Re-biopsy and liquid biopsy for patients with non-small cell lung cancer after EGFR-tyrosine kinase inhibitor failure.

BACKGROUND: Re-biopsy is important for exploring resistance mechanisms, especially for non-small cell lung cancer (NSCLC) patients who develop resistance to EGFR-tyrosine kinase inhibitors (TKIs). Liquid biopsy using circulating tumor DNA has come into use for this purpose. This retrospective study investigated the status of re-biopsy and liquid biopsy in NSCLC patients with EGFR mutations and evaluated their effect on clinical strategies and prognosis.

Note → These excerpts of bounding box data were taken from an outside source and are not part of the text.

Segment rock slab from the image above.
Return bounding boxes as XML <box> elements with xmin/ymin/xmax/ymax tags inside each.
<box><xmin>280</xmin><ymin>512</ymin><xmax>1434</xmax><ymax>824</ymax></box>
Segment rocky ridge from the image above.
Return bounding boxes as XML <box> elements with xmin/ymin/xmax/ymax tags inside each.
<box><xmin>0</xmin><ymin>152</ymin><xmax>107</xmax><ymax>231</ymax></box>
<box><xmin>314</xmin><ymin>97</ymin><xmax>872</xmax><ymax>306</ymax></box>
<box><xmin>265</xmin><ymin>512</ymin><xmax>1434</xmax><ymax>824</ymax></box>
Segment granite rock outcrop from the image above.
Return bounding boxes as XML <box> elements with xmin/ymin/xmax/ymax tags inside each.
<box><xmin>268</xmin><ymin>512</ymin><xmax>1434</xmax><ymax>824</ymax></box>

METHODS: Five hundred fifty-five NSCLC patients with resistance to EGFR-TKIs were included and divided into three groups: re-biopsy, liquid biopsy, and no re-biopsy. Amplification refractory mutation system (ARMS) PCR or super ARMS PCR was used to detect EGFR mutations.

RESULTS: Three hundred eight (55.5%) patients underwent re-biopsy; 45.5% (140/308) were positive for T790M. The most common re-biopsy procedure was computed tomography-guided percutaneous core needle biopsy (60.1%), followed by effusion drainage (29.5%) and superficial lymph node biopsy (6.5%). One hundred eighteen (21.3%) patients underwent liquid biopsy; the T790M detection rate was 41.5% (49/118.) Of the 308 patients who underwent re-biopsy, 69 were examined for EGFR mutations with plasma. The concordance rate of T790M detection between tissue and plasma was 66.7%. A statistical difference in further treatment after EGFR-TKI failure was observed among all groups (P = 0.014). Patients in the biopsy groups were more likely to receive third-generation EGFR-TKIs. Multivariate analysis showed that re-biopsy had a significant impact on overall survival (P < 0.001).

CONCLUSION: Re-biopsy plays a pivotal role in the management of patients with NSCLC and resistance to EGFR-TKIs. Liquid biopsy may be an alternative if difficulties performing re-biopsy exist.